The poll found 45.3 percent of voters in the northern NSW seat wanted Mr Joyce to remain as party leader and deputy prime minister.
Another 26.7 percent said he should resign from his leadership positions and move to the backbench, while a further 20.5 percent said he should quit parliament completely. 7.5 per cent were undecided.
Labor is pushing for the government to release details of any taxpayer-funded trips taken by deputy prime minister Barnaby Joyce and his now-partner Vikki Campion while she was working as a Nationals staffer.
The questioning is likely to continue in Question Time today, on the last sitting day of parliament before Mr Joyce is due to take over as acting prime minister while Malcolm Turnbull is abroad in the United States next week.
Mr Joyce has been under intense political pressure and media scrutiny since his affair with now-pregnant Ms Campion was revealed.
On Wednesday, Labor senator Kimberley Kitching tabled a notice of motion calling for the details of Mr Joyce and Ms Campion’s “special purpose travel” and any international flights.
Nationals back Joyce to keep leadership, for now
The pressure on Mr Joyce has forced his colleagues to declare their support for his ongoing leadership.
A number of his fellow Nationals have jumped to their leader’s defence.
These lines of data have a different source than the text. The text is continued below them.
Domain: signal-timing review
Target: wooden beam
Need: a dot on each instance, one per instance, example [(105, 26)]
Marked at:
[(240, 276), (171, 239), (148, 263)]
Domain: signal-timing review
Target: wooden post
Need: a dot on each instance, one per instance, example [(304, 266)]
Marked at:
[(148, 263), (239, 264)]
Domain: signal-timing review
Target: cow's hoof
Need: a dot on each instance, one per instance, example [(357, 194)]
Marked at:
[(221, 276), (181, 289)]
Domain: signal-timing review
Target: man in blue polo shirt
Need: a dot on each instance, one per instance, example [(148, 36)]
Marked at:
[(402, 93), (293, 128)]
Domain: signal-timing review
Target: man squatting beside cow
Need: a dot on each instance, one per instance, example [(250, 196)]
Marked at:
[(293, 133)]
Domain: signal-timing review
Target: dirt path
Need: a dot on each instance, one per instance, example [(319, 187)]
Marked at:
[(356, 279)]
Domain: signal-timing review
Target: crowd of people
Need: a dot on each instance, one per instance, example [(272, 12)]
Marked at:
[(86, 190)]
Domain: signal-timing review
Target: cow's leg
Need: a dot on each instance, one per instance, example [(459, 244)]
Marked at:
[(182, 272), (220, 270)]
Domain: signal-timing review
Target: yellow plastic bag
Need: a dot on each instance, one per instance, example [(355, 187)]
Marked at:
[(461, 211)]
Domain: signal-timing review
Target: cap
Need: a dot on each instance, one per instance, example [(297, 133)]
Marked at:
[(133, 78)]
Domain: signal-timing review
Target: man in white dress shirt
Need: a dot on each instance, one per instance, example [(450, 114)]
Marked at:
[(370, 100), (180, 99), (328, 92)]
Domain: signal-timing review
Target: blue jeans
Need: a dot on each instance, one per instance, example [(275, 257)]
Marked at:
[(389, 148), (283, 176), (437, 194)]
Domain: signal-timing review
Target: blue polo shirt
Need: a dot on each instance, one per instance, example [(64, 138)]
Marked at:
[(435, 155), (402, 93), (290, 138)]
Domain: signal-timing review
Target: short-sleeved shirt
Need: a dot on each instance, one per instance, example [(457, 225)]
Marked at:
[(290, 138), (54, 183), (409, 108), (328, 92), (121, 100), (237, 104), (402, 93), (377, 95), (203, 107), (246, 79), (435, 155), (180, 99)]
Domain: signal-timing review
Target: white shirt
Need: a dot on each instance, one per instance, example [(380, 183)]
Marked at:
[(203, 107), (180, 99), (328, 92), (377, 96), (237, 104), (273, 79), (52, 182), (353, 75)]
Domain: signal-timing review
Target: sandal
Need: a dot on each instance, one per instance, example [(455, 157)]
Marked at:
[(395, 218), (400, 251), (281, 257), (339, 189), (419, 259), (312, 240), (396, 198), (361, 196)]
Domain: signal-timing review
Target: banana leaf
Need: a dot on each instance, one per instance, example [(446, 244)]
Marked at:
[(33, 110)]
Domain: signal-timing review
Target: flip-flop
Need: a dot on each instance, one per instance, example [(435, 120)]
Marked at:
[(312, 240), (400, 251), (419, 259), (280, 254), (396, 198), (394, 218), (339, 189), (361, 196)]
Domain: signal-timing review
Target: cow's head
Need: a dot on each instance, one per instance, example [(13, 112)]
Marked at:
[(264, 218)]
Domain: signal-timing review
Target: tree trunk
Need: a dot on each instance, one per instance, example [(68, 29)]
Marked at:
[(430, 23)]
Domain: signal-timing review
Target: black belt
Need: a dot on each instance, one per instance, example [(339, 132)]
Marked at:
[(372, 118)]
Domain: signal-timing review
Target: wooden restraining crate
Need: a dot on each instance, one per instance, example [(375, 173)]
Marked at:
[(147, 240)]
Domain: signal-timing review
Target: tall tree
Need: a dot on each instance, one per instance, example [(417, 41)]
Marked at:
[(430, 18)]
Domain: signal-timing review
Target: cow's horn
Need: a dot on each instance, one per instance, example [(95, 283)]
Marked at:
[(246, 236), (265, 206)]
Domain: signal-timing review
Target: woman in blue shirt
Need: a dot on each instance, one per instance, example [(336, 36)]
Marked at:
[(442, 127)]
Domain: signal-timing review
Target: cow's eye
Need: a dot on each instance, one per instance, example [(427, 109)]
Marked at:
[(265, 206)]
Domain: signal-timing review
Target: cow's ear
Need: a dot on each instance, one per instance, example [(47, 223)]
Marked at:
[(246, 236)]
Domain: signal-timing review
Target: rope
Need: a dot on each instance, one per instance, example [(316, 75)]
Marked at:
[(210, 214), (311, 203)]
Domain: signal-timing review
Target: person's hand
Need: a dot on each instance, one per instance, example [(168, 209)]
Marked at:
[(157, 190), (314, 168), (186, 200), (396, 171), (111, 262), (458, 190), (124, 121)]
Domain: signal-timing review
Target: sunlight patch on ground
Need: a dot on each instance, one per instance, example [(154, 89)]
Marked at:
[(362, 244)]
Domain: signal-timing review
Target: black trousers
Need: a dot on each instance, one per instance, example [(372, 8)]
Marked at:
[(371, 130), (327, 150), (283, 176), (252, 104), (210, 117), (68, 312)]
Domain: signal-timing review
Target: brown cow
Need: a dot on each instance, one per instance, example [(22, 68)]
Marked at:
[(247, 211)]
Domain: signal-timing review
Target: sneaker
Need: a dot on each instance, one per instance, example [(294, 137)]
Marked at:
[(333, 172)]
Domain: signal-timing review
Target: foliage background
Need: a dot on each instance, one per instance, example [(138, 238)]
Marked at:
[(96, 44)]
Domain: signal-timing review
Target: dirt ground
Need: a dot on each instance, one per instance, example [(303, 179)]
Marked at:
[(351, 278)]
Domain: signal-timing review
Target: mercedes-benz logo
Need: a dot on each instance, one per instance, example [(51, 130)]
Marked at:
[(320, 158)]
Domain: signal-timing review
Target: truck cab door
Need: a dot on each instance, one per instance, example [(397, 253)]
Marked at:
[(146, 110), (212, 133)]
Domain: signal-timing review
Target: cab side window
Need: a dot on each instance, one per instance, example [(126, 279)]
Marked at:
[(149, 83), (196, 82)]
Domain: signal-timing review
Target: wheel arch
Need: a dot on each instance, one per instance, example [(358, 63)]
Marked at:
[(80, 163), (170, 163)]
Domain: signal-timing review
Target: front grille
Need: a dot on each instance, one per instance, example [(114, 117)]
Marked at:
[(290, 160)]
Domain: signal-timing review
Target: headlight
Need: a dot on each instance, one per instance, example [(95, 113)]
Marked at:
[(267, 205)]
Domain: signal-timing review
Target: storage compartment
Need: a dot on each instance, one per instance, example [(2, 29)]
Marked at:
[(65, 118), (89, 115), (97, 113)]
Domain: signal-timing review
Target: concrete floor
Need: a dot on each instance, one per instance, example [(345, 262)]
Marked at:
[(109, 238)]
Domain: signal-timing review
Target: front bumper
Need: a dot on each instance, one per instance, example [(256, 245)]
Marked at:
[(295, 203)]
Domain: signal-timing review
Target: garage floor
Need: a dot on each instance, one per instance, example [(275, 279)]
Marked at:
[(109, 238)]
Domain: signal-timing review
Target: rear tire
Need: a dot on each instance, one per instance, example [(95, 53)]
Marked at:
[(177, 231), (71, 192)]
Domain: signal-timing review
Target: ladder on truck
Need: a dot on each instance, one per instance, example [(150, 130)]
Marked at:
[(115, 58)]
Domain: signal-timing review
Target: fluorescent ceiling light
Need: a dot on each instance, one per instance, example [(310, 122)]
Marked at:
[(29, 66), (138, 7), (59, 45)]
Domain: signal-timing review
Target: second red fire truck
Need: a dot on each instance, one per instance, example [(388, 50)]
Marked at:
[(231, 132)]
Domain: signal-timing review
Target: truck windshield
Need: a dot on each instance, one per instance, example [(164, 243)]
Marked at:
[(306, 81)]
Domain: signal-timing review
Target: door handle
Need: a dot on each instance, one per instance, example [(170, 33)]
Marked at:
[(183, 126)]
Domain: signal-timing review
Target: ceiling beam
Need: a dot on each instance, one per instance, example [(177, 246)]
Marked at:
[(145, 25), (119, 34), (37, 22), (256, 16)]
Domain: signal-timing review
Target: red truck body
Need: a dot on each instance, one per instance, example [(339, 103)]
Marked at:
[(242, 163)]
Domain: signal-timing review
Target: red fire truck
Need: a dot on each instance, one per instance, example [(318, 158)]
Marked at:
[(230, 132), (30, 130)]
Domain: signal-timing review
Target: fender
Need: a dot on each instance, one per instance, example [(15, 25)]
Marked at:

MP David Littleproud said “of course” Mr Joyce retained the support of the majority of members. “He’s done an amazing job for regional and rural Australia,” he said.
Nationals whip Michelle Landry said she believed Mr Joyce still had the numbers and would “remain our leader”.
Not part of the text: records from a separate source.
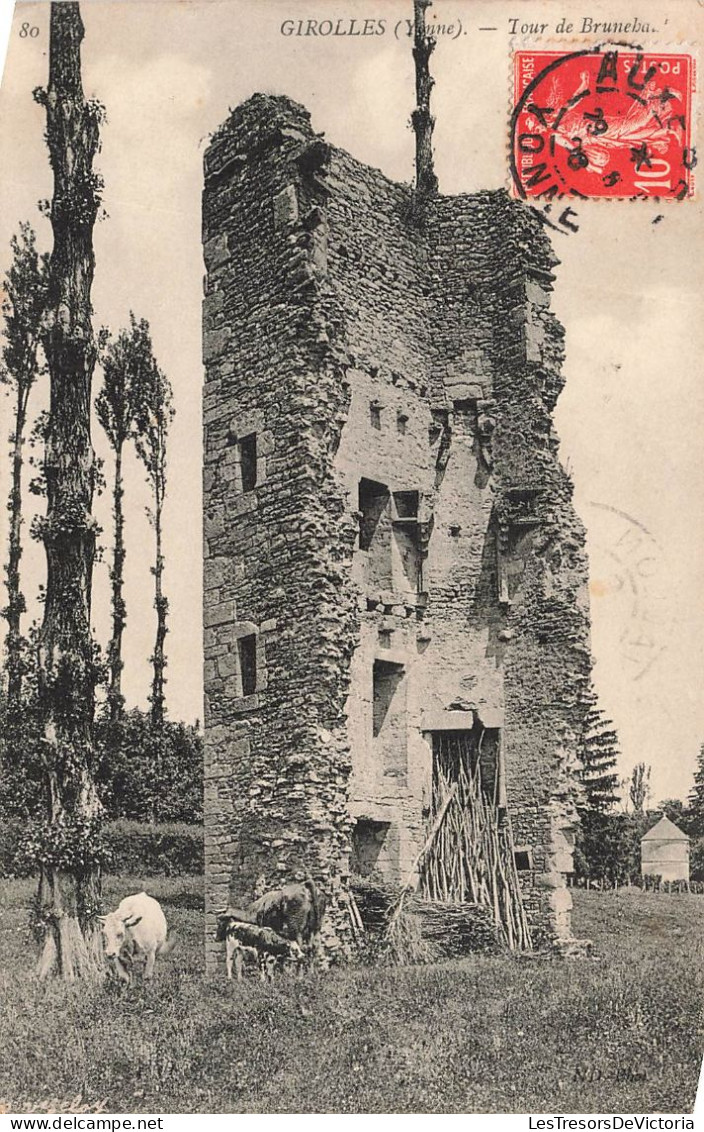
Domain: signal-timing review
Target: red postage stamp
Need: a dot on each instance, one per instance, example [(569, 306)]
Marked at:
[(602, 122)]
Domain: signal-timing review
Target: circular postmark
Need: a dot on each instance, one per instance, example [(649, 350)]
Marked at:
[(627, 567), (606, 121)]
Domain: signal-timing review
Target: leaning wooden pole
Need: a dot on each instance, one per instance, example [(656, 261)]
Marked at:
[(68, 854), (422, 120)]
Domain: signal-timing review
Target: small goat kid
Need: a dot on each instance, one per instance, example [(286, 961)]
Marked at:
[(243, 937)]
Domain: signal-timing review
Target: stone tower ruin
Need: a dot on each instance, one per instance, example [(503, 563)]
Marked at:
[(393, 565)]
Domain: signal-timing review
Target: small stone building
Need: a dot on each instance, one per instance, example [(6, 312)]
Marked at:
[(395, 577), (664, 851)]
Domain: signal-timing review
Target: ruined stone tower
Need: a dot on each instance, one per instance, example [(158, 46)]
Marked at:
[(392, 559)]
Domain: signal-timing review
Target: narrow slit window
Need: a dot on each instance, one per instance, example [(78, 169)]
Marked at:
[(248, 462), (247, 650)]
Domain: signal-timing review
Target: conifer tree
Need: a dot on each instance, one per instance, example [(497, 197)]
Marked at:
[(598, 753), (696, 798)]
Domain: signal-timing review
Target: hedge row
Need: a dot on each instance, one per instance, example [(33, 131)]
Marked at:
[(136, 849)]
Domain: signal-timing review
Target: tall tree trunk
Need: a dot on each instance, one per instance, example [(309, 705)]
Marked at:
[(16, 601), (69, 886), (422, 120), (161, 603), (119, 611)]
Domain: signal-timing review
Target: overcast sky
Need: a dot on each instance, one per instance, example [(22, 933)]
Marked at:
[(628, 292)]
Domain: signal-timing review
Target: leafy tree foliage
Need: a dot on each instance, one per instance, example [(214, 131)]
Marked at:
[(22, 363), (149, 773)]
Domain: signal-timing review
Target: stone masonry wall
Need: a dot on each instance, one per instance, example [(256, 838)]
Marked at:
[(358, 346)]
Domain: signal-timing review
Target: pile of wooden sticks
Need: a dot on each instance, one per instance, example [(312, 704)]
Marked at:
[(471, 855)]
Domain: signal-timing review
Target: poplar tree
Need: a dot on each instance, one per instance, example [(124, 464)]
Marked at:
[(127, 361), (67, 845), (153, 417), (23, 307)]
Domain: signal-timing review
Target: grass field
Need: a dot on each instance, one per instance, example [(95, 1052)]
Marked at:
[(617, 1034)]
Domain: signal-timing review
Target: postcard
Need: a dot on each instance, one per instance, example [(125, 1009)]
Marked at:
[(352, 751)]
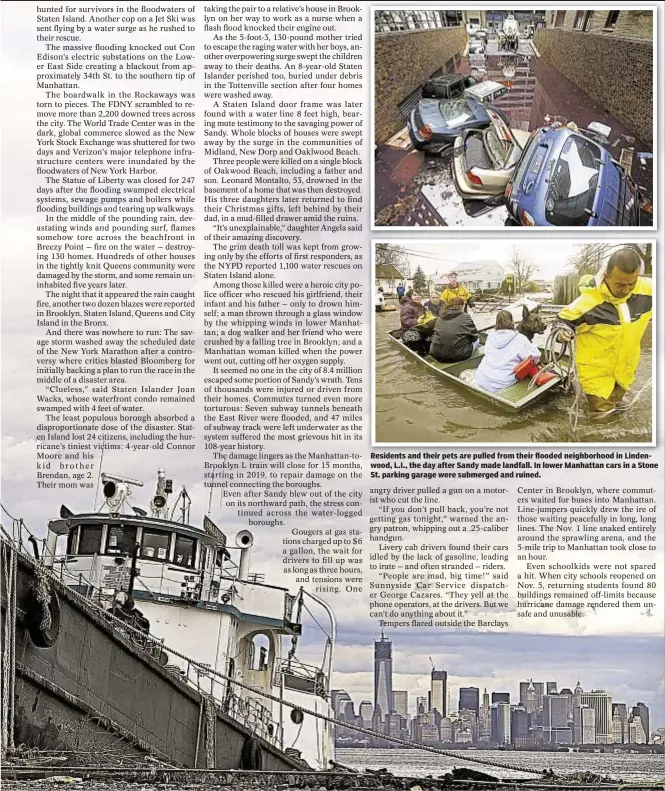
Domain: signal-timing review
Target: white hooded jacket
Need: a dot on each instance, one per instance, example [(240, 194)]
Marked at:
[(503, 351)]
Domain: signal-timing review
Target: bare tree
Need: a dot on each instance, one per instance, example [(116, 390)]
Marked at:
[(522, 270), (392, 255)]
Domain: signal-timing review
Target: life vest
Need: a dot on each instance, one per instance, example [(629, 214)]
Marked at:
[(609, 331)]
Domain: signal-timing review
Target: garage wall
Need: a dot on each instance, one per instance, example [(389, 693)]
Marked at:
[(403, 61), (615, 72)]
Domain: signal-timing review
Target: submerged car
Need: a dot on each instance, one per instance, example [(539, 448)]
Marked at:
[(565, 178), (447, 86), (484, 159), (434, 125), (486, 92)]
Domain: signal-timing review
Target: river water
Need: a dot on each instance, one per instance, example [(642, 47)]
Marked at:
[(413, 405), (418, 763)]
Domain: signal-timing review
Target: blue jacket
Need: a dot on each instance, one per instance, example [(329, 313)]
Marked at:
[(503, 351)]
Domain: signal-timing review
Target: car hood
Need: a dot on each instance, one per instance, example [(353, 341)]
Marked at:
[(429, 112)]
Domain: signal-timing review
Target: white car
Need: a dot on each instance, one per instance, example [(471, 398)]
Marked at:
[(484, 159), (486, 91)]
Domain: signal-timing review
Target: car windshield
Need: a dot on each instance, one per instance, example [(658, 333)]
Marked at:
[(455, 112), (569, 200), (499, 150)]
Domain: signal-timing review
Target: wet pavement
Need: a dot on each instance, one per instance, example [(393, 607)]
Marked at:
[(414, 188)]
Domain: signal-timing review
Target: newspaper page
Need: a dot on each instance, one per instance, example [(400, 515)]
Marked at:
[(332, 418)]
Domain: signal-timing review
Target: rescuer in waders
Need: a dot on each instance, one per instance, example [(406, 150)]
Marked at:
[(455, 290), (609, 322)]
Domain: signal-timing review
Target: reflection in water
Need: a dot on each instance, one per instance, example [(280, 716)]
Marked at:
[(414, 405), (417, 763)]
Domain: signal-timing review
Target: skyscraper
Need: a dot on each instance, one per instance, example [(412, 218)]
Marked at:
[(620, 723), (555, 719), (469, 699), (365, 713), (383, 677), (502, 733), (601, 703), (401, 702), (642, 710), (439, 692)]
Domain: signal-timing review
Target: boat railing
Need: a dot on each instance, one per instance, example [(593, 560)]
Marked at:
[(313, 677)]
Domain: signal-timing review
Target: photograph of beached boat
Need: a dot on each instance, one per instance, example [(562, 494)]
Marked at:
[(513, 343), (533, 118)]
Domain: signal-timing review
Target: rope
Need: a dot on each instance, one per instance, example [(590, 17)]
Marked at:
[(9, 650), (211, 728), (43, 596), (255, 691)]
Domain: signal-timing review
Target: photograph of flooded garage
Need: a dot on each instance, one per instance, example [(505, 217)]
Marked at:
[(489, 118)]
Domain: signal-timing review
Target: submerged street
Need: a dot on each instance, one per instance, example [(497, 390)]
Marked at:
[(413, 188)]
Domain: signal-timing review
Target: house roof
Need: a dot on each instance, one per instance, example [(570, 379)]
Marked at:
[(388, 272)]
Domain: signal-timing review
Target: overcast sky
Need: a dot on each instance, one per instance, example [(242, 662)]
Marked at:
[(551, 258)]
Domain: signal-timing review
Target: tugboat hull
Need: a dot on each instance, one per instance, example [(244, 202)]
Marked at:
[(93, 690)]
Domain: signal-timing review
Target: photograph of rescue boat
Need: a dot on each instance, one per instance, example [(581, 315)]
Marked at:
[(511, 343), (537, 122)]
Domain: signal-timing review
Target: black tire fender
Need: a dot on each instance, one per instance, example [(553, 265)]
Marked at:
[(43, 636), (251, 756)]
Their defences came after Nationals MP Ken O’Dowd said a delegation of his colleagues planned to visit Mr Joyce to “tell him where the party stands” on his leadership.
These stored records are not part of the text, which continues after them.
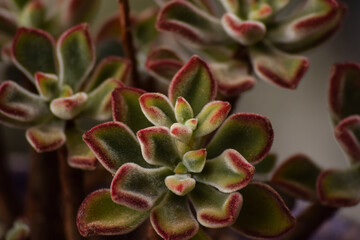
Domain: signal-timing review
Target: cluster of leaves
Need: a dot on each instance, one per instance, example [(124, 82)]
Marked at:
[(242, 37), (182, 161)]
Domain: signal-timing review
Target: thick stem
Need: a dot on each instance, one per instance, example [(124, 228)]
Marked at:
[(10, 206), (127, 39), (310, 221), (72, 183), (43, 203)]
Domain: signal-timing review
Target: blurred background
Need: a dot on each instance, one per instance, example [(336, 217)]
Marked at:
[(300, 118)]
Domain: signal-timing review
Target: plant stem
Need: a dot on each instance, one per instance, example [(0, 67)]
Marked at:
[(127, 39), (71, 181), (44, 206), (311, 220), (10, 207)]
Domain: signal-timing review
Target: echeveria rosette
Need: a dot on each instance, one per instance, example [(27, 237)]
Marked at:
[(341, 187), (165, 169), (59, 71), (254, 29)]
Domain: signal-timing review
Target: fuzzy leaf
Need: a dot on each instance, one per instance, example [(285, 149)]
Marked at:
[(339, 188), (46, 85), (163, 64), (158, 109), (114, 144), (46, 138), (172, 219), (297, 177), (215, 209), (311, 25), (8, 23), (347, 132), (211, 117), (181, 132), (98, 105), (249, 134), (278, 68), (183, 110), (228, 173), (110, 67), (180, 184), (195, 83), (33, 15), (138, 188), (267, 164), (21, 105), (190, 22), (233, 77), (79, 11), (69, 107), (246, 33), (99, 215), (126, 108), (33, 51), (195, 160), (79, 154), (344, 97), (264, 214), (76, 54), (158, 147)]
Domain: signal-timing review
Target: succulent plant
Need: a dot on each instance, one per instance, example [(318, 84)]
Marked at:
[(60, 73), (193, 156), (242, 37)]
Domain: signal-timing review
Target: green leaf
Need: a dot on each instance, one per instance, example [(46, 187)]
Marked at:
[(215, 209), (195, 83), (76, 54), (278, 68), (249, 134), (126, 108), (247, 33), (46, 138), (138, 188), (172, 218), (79, 154), (110, 67), (211, 117), (340, 188), (228, 173), (163, 64), (98, 106), (69, 107), (114, 144), (21, 105), (344, 97), (180, 184), (99, 215), (264, 214), (266, 165), (33, 15), (185, 19), (158, 109), (33, 51), (158, 147), (47, 85), (297, 176), (347, 132)]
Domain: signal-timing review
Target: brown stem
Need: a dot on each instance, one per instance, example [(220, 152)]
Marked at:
[(127, 39), (10, 206), (43, 199), (71, 181), (311, 220)]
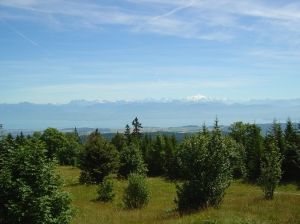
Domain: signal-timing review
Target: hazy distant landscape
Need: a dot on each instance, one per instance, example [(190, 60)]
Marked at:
[(152, 113)]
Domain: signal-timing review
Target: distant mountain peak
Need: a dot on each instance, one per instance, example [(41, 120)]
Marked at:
[(200, 97)]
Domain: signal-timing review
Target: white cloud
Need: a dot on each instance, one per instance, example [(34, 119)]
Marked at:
[(191, 19)]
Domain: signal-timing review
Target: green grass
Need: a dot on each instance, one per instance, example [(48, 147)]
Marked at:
[(243, 203)]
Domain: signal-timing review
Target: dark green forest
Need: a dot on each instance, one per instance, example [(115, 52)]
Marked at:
[(205, 163)]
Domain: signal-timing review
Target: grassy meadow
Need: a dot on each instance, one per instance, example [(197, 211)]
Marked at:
[(243, 203)]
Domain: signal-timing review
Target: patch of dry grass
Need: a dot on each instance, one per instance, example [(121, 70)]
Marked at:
[(242, 204)]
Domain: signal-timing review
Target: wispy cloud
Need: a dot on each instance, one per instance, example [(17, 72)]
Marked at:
[(26, 38), (192, 19)]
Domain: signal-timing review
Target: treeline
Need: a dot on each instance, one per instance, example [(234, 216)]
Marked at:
[(204, 163), (160, 154)]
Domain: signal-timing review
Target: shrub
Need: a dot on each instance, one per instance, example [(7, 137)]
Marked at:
[(131, 160), (97, 159), (137, 193), (204, 161), (270, 170), (105, 190), (30, 188)]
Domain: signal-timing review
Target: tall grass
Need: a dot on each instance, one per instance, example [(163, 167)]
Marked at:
[(242, 204)]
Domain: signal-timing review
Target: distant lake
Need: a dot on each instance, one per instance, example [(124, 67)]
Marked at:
[(120, 124)]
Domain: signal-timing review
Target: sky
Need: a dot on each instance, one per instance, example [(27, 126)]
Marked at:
[(55, 51)]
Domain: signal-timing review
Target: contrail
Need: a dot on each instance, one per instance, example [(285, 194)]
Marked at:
[(173, 11), (26, 38)]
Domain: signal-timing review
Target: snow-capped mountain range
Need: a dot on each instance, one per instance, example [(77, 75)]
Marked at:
[(192, 110)]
“He’ll probably need the advice and someone needs to tell him where the party stands at this stage,” he told reporters on Wednesday morning.
Mr O’Dowd said there were plenty of capable candidates if the scandal triggered a leadership spill.
He has previously suggested he may put his hand up for the leadership himself.
“We would find a good leader, I feel sure about that,” he said.
Joyce denies any breach of ministerial rules
The ministerial code of conduct says partners and close relatives of ministers are not allowed to be given jobs within the minister’s office, or with other members of the executive, without the express permission of the prime minister.
Ms Campion was moved from Mr Joyce’s office into the employment of Nationals colleague Matt Canavan and then to the office of Damien Drum.
Mr Turnbull’s office said the prime minister had never needed to grant permission because Ms Campion was not Mr Joyce’s “partner” at the time.
Speaking with reporters on Tuesday morning, Mr Joyce denied breaching the code.
“It is without a shadow of a doubt that Vikki Campion is my partner now,” Mr Joyce said.
“But when she worked in my office, she was not my partner. When she worked in Matt Canavan’s office, she was not my partner. And Damian Drum was not a minister.”